Kokomo City, de D. Smith.

Bâtiment 5

Quatre ans après avoir enflammé le festival de Cannes avec Les Misérables, grand film brûlant et bouillonnant, Ladj Ly s’en revient avec une nouvelle chronique, très personnelle, sur la vie dans les quartiers populaires de la banlieue parisienne. Un quotidien qu’il connait bien puisqu’il vit, aujourd’hui encore, dans une cité de Montfermeil, en Seine-Saint-Denis.
Le sujet est différent, mais pas inintéressant au départ : avec Bâtiment 5, le cinéaste français, toujours très engagé, s’attaque en effet à la crise du logement sur fond d’expulsions, de démolitions et de relogements (lointains) pour les habitants les plus pauvres, opérations menées en catimini, nous dit-il, par des hommes politiques avides de gentrification. Autant dire que les tensions sociales sont de mise dans son scénario !
Réalisé et monté avec efficacité, son deuxième opus ne retrouve que rarement, pourtant, l’intensité – et la densité – du premier. La faute à une écriture certes ambitieuse, mais pas complètement maitrisée. S’inspirant sans doute de séries phares américaines, Ladj Ly a voulu la jouer film choral, multipliant intrigues et points de vue. Malheureusement, l’ensemble finit par manquer de cohérence, les parcours des protagonistes ne s’emboitant pas toujours très clairement, quand ils ne donnent pas le sentiment d’avoir été survolés, sinon sacrifiés. On en veut pour preuve le personnage-pivot de Pierre Forges, un jeune pédiatre propulsé maire (de droite) qui, d’emblée, va se lancer dans un bras de fer forcené, caricatural, avec les habitants d’une cité. Même l’excellent Alexis Manenti, pourtant familier de l’univers de Ladj Ly, semble perdu dans la peau de ce petit bourgeois méprisant (on le voit se goinfrer ostensiblement de saucisson, au cas où l’on n’aurait pas compris de quelle idéologie il se réclamait).
On regrette d’autant plus ce manichéisme facile que Bâtiment 5 sait aussi surprendre, cette fois favorablement, avec Haby, un personnage féminin autrement plus inattendu (soyons honnêtes, Les Misérables ne brillait pas par ses héroïnes !). Cette jeune femme, très impliquée dans la vie de sa commune, donc porteuse, a contrario, des valeurs républicaines délaissées par le maire, séduit d’autant plus qu’elle est incarnée avec force et bagout par une nouvelle venue : Anta Diaw. Rien que pour elle, ce film bancal mérite d’être vu.

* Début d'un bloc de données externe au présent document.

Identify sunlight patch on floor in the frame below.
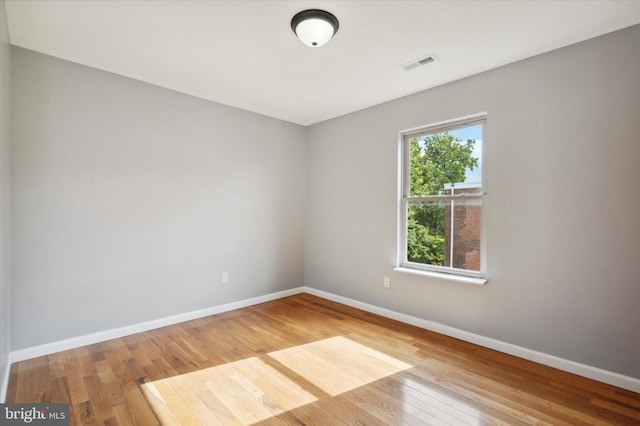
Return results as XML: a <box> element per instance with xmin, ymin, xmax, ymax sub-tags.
<box><xmin>142</xmin><ymin>358</ymin><xmax>317</xmax><ymax>426</ymax></box>
<box><xmin>269</xmin><ymin>336</ymin><xmax>411</xmax><ymax>396</ymax></box>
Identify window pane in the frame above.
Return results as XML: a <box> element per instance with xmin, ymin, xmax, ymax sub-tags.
<box><xmin>444</xmin><ymin>200</ymin><xmax>482</xmax><ymax>271</ymax></box>
<box><xmin>409</xmin><ymin>124</ymin><xmax>482</xmax><ymax>196</ymax></box>
<box><xmin>407</xmin><ymin>201</ymin><xmax>451</xmax><ymax>266</ymax></box>
<box><xmin>406</xmin><ymin>199</ymin><xmax>482</xmax><ymax>271</ymax></box>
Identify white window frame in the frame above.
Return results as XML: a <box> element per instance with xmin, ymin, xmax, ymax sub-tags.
<box><xmin>396</xmin><ymin>113</ymin><xmax>487</xmax><ymax>284</ymax></box>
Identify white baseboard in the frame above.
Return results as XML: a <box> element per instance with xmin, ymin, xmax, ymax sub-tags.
<box><xmin>6</xmin><ymin>287</ymin><xmax>640</xmax><ymax>394</ymax></box>
<box><xmin>10</xmin><ymin>287</ymin><xmax>304</xmax><ymax>363</ymax></box>
<box><xmin>304</xmin><ymin>287</ymin><xmax>640</xmax><ymax>393</ymax></box>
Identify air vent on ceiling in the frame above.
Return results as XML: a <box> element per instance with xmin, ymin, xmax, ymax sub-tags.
<box><xmin>400</xmin><ymin>53</ymin><xmax>438</xmax><ymax>71</ymax></box>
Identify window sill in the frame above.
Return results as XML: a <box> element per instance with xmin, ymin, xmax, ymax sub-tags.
<box><xmin>393</xmin><ymin>267</ymin><xmax>487</xmax><ymax>285</ymax></box>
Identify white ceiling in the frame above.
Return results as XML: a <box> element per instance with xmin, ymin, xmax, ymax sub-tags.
<box><xmin>6</xmin><ymin>0</ymin><xmax>640</xmax><ymax>125</ymax></box>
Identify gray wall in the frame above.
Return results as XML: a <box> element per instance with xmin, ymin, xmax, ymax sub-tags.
<box><xmin>12</xmin><ymin>47</ymin><xmax>306</xmax><ymax>350</ymax></box>
<box><xmin>0</xmin><ymin>0</ymin><xmax>11</xmax><ymax>401</ymax></box>
<box><xmin>305</xmin><ymin>26</ymin><xmax>640</xmax><ymax>378</ymax></box>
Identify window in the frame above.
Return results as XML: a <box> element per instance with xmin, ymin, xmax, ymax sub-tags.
<box><xmin>398</xmin><ymin>114</ymin><xmax>486</xmax><ymax>278</ymax></box>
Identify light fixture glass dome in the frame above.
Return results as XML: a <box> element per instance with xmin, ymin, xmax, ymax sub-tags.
<box><xmin>291</xmin><ymin>9</ymin><xmax>339</xmax><ymax>47</ymax></box>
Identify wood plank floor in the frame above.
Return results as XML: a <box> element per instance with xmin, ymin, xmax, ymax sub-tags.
<box><xmin>7</xmin><ymin>294</ymin><xmax>640</xmax><ymax>426</ymax></box>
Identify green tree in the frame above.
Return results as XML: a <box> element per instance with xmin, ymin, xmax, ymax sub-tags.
<box><xmin>407</xmin><ymin>132</ymin><xmax>478</xmax><ymax>265</ymax></box>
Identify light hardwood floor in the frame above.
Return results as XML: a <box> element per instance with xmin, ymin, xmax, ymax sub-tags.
<box><xmin>7</xmin><ymin>294</ymin><xmax>640</xmax><ymax>426</ymax></box>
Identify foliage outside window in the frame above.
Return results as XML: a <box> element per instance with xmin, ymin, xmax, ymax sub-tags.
<box><xmin>400</xmin><ymin>116</ymin><xmax>485</xmax><ymax>277</ymax></box>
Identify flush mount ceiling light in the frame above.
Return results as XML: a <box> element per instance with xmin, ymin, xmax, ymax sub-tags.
<box><xmin>291</xmin><ymin>9</ymin><xmax>340</xmax><ymax>47</ymax></box>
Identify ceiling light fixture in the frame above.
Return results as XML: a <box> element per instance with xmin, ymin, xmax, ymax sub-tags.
<box><xmin>291</xmin><ymin>9</ymin><xmax>340</xmax><ymax>47</ymax></box>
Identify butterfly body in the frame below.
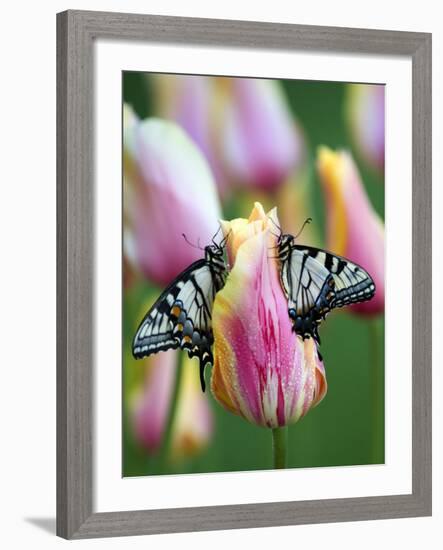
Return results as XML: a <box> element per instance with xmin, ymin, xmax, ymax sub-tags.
<box><xmin>277</xmin><ymin>234</ymin><xmax>375</xmax><ymax>343</ymax></box>
<box><xmin>132</xmin><ymin>244</ymin><xmax>227</xmax><ymax>391</ymax></box>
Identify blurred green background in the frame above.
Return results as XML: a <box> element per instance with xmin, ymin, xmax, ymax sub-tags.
<box><xmin>123</xmin><ymin>72</ymin><xmax>384</xmax><ymax>476</ymax></box>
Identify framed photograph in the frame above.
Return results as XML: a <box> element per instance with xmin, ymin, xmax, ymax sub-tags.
<box><xmin>57</xmin><ymin>11</ymin><xmax>431</xmax><ymax>539</ymax></box>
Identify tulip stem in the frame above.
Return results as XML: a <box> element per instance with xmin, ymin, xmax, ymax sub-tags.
<box><xmin>272</xmin><ymin>426</ymin><xmax>288</xmax><ymax>470</ymax></box>
<box><xmin>160</xmin><ymin>352</ymin><xmax>183</xmax><ymax>472</ymax></box>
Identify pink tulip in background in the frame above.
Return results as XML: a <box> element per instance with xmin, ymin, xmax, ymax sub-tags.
<box><xmin>124</xmin><ymin>110</ymin><xmax>220</xmax><ymax>285</ymax></box>
<box><xmin>211</xmin><ymin>203</ymin><xmax>327</xmax><ymax>428</ymax></box>
<box><xmin>221</xmin><ymin>78</ymin><xmax>301</xmax><ymax>191</ymax></box>
<box><xmin>346</xmin><ymin>84</ymin><xmax>385</xmax><ymax>172</ymax></box>
<box><xmin>317</xmin><ymin>147</ymin><xmax>385</xmax><ymax>314</ymax></box>
<box><xmin>131</xmin><ymin>350</ymin><xmax>177</xmax><ymax>454</ymax></box>
<box><xmin>131</xmin><ymin>350</ymin><xmax>213</xmax><ymax>460</ymax></box>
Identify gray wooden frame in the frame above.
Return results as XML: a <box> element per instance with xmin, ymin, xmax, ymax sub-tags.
<box><xmin>57</xmin><ymin>11</ymin><xmax>432</xmax><ymax>538</ymax></box>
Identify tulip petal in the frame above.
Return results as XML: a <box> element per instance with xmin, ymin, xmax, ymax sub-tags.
<box><xmin>211</xmin><ymin>205</ymin><xmax>326</xmax><ymax>428</ymax></box>
<box><xmin>125</xmin><ymin>119</ymin><xmax>220</xmax><ymax>285</ymax></box>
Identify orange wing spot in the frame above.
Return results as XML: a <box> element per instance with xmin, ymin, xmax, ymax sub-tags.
<box><xmin>171</xmin><ymin>306</ymin><xmax>181</xmax><ymax>317</ymax></box>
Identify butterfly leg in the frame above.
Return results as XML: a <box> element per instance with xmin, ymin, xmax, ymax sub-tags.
<box><xmin>200</xmin><ymin>359</ymin><xmax>206</xmax><ymax>393</ymax></box>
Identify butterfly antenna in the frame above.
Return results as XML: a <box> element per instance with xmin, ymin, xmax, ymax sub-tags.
<box><xmin>269</xmin><ymin>217</ymin><xmax>282</xmax><ymax>237</ymax></box>
<box><xmin>212</xmin><ymin>224</ymin><xmax>221</xmax><ymax>244</ymax></box>
<box><xmin>220</xmin><ymin>229</ymin><xmax>232</xmax><ymax>248</ymax></box>
<box><xmin>182</xmin><ymin>233</ymin><xmax>203</xmax><ymax>250</ymax></box>
<box><xmin>294</xmin><ymin>218</ymin><xmax>312</xmax><ymax>239</ymax></box>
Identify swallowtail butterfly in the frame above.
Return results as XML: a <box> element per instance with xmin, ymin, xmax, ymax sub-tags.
<box><xmin>132</xmin><ymin>241</ymin><xmax>227</xmax><ymax>391</ymax></box>
<box><xmin>277</xmin><ymin>223</ymin><xmax>375</xmax><ymax>344</ymax></box>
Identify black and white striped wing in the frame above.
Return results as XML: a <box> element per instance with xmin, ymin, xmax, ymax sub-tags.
<box><xmin>280</xmin><ymin>246</ymin><xmax>335</xmax><ymax>341</ymax></box>
<box><xmin>132</xmin><ymin>259</ymin><xmax>223</xmax><ymax>391</ymax></box>
<box><xmin>294</xmin><ymin>245</ymin><xmax>375</xmax><ymax>308</ymax></box>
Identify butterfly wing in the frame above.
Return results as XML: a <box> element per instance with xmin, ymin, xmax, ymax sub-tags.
<box><xmin>280</xmin><ymin>246</ymin><xmax>335</xmax><ymax>342</ymax></box>
<box><xmin>132</xmin><ymin>259</ymin><xmax>223</xmax><ymax>391</ymax></box>
<box><xmin>281</xmin><ymin>245</ymin><xmax>375</xmax><ymax>342</ymax></box>
<box><xmin>294</xmin><ymin>245</ymin><xmax>375</xmax><ymax>308</ymax></box>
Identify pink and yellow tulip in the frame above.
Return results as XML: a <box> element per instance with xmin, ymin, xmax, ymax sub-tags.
<box><xmin>211</xmin><ymin>203</ymin><xmax>327</xmax><ymax>428</ymax></box>
<box><xmin>130</xmin><ymin>350</ymin><xmax>213</xmax><ymax>460</ymax></box>
<box><xmin>317</xmin><ymin>147</ymin><xmax>385</xmax><ymax>314</ymax></box>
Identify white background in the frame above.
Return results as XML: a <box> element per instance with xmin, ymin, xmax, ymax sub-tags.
<box><xmin>0</xmin><ymin>0</ymin><xmax>443</xmax><ymax>550</ymax></box>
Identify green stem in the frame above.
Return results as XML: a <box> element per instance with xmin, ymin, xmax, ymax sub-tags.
<box><xmin>159</xmin><ymin>352</ymin><xmax>183</xmax><ymax>472</ymax></box>
<box><xmin>369</xmin><ymin>319</ymin><xmax>384</xmax><ymax>464</ymax></box>
<box><xmin>272</xmin><ymin>426</ymin><xmax>288</xmax><ymax>469</ymax></box>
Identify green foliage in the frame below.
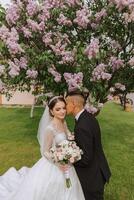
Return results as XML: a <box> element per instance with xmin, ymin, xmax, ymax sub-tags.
<box><xmin>0</xmin><ymin>103</ymin><xmax>134</xmax><ymax>200</ymax></box>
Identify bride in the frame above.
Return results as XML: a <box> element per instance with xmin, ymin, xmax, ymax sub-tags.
<box><xmin>0</xmin><ymin>96</ymin><xmax>84</xmax><ymax>200</ymax></box>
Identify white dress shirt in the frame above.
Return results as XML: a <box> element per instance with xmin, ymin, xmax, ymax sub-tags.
<box><xmin>75</xmin><ymin>109</ymin><xmax>84</xmax><ymax>121</ymax></box>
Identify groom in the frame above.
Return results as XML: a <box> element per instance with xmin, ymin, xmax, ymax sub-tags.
<box><xmin>66</xmin><ymin>91</ymin><xmax>111</xmax><ymax>200</ymax></box>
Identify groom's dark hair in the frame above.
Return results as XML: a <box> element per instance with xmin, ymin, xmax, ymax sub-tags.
<box><xmin>66</xmin><ymin>89</ymin><xmax>88</xmax><ymax>103</ymax></box>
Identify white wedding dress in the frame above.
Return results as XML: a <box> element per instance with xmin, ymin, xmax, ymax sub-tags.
<box><xmin>0</xmin><ymin>124</ymin><xmax>84</xmax><ymax>200</ymax></box>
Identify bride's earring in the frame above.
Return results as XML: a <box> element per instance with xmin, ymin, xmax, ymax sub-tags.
<box><xmin>49</xmin><ymin>110</ymin><xmax>54</xmax><ymax>117</ymax></box>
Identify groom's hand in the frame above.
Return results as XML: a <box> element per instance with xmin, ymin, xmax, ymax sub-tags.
<box><xmin>57</xmin><ymin>163</ymin><xmax>70</xmax><ymax>172</ymax></box>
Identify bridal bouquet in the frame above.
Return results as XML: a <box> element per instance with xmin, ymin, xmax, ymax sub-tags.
<box><xmin>50</xmin><ymin>140</ymin><xmax>82</xmax><ymax>188</ymax></box>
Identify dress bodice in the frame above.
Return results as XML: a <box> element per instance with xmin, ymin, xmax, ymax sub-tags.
<box><xmin>46</xmin><ymin>124</ymin><xmax>67</xmax><ymax>145</ymax></box>
<box><xmin>54</xmin><ymin>132</ymin><xmax>66</xmax><ymax>144</ymax></box>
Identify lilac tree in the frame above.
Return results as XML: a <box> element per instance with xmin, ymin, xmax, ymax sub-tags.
<box><xmin>0</xmin><ymin>0</ymin><xmax>134</xmax><ymax>113</ymax></box>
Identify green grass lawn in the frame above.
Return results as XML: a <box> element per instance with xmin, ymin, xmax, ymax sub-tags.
<box><xmin>0</xmin><ymin>103</ymin><xmax>134</xmax><ymax>200</ymax></box>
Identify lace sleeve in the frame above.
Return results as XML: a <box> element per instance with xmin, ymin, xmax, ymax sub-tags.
<box><xmin>64</xmin><ymin>121</ymin><xmax>74</xmax><ymax>140</ymax></box>
<box><xmin>44</xmin><ymin>128</ymin><xmax>54</xmax><ymax>160</ymax></box>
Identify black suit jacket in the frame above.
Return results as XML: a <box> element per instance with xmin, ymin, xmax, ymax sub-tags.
<box><xmin>74</xmin><ymin>110</ymin><xmax>111</xmax><ymax>194</ymax></box>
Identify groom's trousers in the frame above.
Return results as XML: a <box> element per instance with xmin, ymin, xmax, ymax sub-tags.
<box><xmin>84</xmin><ymin>191</ymin><xmax>104</xmax><ymax>200</ymax></box>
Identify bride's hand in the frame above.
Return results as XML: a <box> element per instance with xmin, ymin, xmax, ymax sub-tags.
<box><xmin>57</xmin><ymin>163</ymin><xmax>70</xmax><ymax>172</ymax></box>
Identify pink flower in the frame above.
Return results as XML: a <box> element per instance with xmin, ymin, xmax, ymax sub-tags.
<box><xmin>74</xmin><ymin>7</ymin><xmax>91</xmax><ymax>28</ymax></box>
<box><xmin>6</xmin><ymin>3</ymin><xmax>20</xmax><ymax>25</ymax></box>
<box><xmin>21</xmin><ymin>27</ymin><xmax>32</xmax><ymax>38</ymax></box>
<box><xmin>0</xmin><ymin>79</ymin><xmax>5</xmax><ymax>93</ymax></box>
<box><xmin>84</xmin><ymin>38</ymin><xmax>99</xmax><ymax>59</ymax></box>
<box><xmin>64</xmin><ymin>72</ymin><xmax>83</xmax><ymax>91</ymax></box>
<box><xmin>26</xmin><ymin>0</ymin><xmax>38</xmax><ymax>16</ymax></box>
<box><xmin>42</xmin><ymin>32</ymin><xmax>52</xmax><ymax>46</ymax></box>
<box><xmin>26</xmin><ymin>69</ymin><xmax>38</xmax><ymax>79</ymax></box>
<box><xmin>95</xmin><ymin>8</ymin><xmax>107</xmax><ymax>22</ymax></box>
<box><xmin>57</xmin><ymin>13</ymin><xmax>72</xmax><ymax>26</ymax></box>
<box><xmin>0</xmin><ymin>25</ymin><xmax>9</xmax><ymax>42</ymax></box>
<box><xmin>91</xmin><ymin>63</ymin><xmax>112</xmax><ymax>81</ymax></box>
<box><xmin>109</xmin><ymin>56</ymin><xmax>124</xmax><ymax>71</ymax></box>
<box><xmin>27</xmin><ymin>19</ymin><xmax>40</xmax><ymax>32</ymax></box>
<box><xmin>115</xmin><ymin>83</ymin><xmax>126</xmax><ymax>91</ymax></box>
<box><xmin>128</xmin><ymin>57</ymin><xmax>134</xmax><ymax>67</ymax></box>
<box><xmin>69</xmin><ymin>157</ymin><xmax>75</xmax><ymax>163</ymax></box>
<box><xmin>8</xmin><ymin>60</ymin><xmax>20</xmax><ymax>78</ymax></box>
<box><xmin>48</xmin><ymin>66</ymin><xmax>61</xmax><ymax>83</ymax></box>
<box><xmin>66</xmin><ymin>0</ymin><xmax>81</xmax><ymax>7</ymax></box>
<box><xmin>107</xmin><ymin>95</ymin><xmax>113</xmax><ymax>101</ymax></box>
<box><xmin>0</xmin><ymin>65</ymin><xmax>5</xmax><ymax>76</ymax></box>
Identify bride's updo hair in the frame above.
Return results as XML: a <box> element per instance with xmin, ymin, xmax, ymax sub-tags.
<box><xmin>48</xmin><ymin>96</ymin><xmax>66</xmax><ymax>116</ymax></box>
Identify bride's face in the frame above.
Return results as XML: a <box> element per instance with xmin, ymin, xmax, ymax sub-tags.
<box><xmin>51</xmin><ymin>101</ymin><xmax>66</xmax><ymax>120</ymax></box>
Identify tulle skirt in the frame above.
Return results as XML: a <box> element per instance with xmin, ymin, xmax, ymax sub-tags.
<box><xmin>0</xmin><ymin>157</ymin><xmax>84</xmax><ymax>200</ymax></box>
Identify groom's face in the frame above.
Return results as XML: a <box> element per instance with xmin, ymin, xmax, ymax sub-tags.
<box><xmin>66</xmin><ymin>96</ymin><xmax>74</xmax><ymax>114</ymax></box>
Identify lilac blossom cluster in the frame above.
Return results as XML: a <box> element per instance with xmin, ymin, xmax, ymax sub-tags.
<box><xmin>8</xmin><ymin>57</ymin><xmax>27</xmax><ymax>78</ymax></box>
<box><xmin>91</xmin><ymin>63</ymin><xmax>112</xmax><ymax>81</ymax></box>
<box><xmin>64</xmin><ymin>72</ymin><xmax>83</xmax><ymax>91</ymax></box>
<box><xmin>48</xmin><ymin>66</ymin><xmax>61</xmax><ymax>83</ymax></box>
<box><xmin>84</xmin><ymin>38</ymin><xmax>99</xmax><ymax>59</ymax></box>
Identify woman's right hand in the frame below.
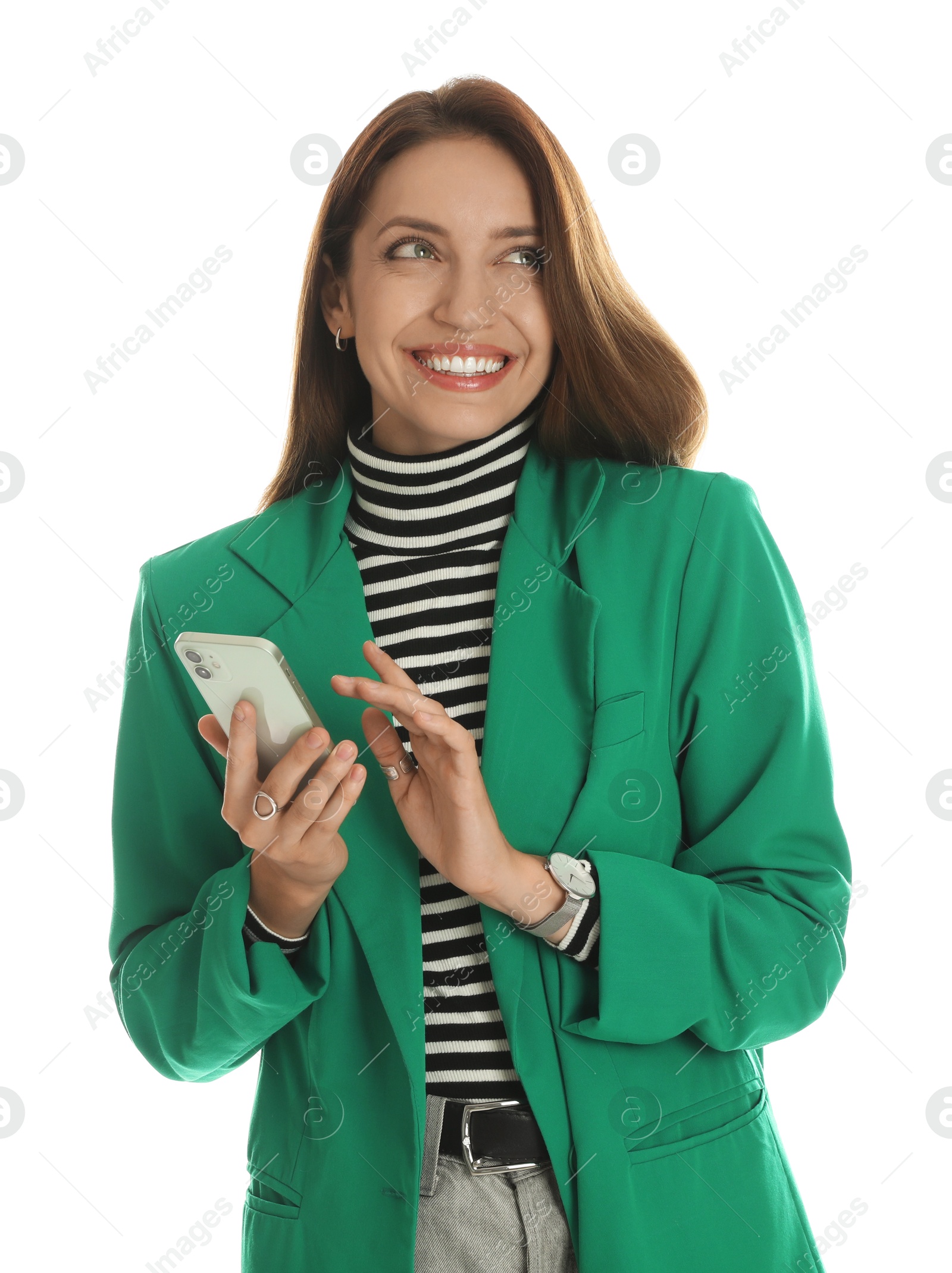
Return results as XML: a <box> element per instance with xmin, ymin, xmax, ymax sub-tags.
<box><xmin>199</xmin><ymin>699</ymin><xmax>367</xmax><ymax>937</ymax></box>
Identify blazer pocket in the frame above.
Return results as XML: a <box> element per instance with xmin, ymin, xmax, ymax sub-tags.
<box><xmin>245</xmin><ymin>1164</ymin><xmax>302</xmax><ymax>1219</ymax></box>
<box><xmin>592</xmin><ymin>690</ymin><xmax>644</xmax><ymax>751</ymax></box>
<box><xmin>628</xmin><ymin>1080</ymin><xmax>768</xmax><ymax>1167</ymax></box>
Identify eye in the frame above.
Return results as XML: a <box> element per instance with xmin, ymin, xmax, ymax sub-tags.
<box><xmin>503</xmin><ymin>247</ymin><xmax>542</xmax><ymax>266</ymax></box>
<box><xmin>387</xmin><ymin>238</ymin><xmax>436</xmax><ymax>261</ymax></box>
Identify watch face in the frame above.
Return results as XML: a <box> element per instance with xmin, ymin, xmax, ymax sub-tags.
<box><xmin>549</xmin><ymin>853</ymin><xmax>594</xmax><ymax>898</ymax></box>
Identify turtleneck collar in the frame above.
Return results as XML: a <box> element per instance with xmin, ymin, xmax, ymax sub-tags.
<box><xmin>345</xmin><ymin>406</ymin><xmax>538</xmax><ymax>555</ymax></box>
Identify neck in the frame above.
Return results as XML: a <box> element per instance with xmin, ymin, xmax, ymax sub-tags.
<box><xmin>361</xmin><ymin>393</ymin><xmax>542</xmax><ymax>456</ymax></box>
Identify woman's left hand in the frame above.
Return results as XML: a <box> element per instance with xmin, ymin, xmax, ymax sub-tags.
<box><xmin>331</xmin><ymin>640</ymin><xmax>522</xmax><ymax>899</ymax></box>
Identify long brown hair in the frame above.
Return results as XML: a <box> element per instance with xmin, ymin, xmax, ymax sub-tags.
<box><xmin>258</xmin><ymin>75</ymin><xmax>706</xmax><ymax>509</ymax></box>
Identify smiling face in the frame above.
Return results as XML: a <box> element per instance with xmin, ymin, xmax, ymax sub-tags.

Affiche 120x160 Batiment5 France Info

Bâtiment 5, de Ladj Ly.

Fremont

Un peu de subtilité, d’espoir et de burlesque tendre pour finir… Fremont concentre son drôle de récit pince-sans-rire, lui aussi en noir et blanc, autour de Donya, une réfugiée afghane de 20 ans qui travaille pour une fabrique de « fortune cookies », au service des restaurants chinois de la banlieue de San Francisco. La jeune femme a du mal à dormir et se sent très seule, jusqu’au jour où son patron lui confie la rédaction des petits messages contenus dans ces fameux gâteaux. Ce changement de routine va bouleverser sa vie : c’est ainsi qu’un beau jour, elle se décide à rédiger un message spécial, très personnel…
On ne sait ce qui séduit le plus, le long de cette douce quête du bonheur (ne ratez pas la dernière séquence, qui voit sa rencontre inopinée avec un jeune mécanicien, elle est à tomber de charme !). Le visage imperturbable d’Anaita Walli Zada qui, dans le rôle de Donya, semble s’être inspirée du flegme « mélancomique » de Buster Keaton ? La mise en scène, lente et planante, de Babak Jalali, cinéaste anglo-iranien à suivre de toute façon ?  Ou le message du film, qui donne de l’espoir aux réfugiés du monde entier ? Les trois sans doute… raison pour laquelle, incidemment, Fremont a obtenu le prix du jury au festival de Deauville cette année.

AFF FREMONT WEB

Fremont, de Babak Jalali.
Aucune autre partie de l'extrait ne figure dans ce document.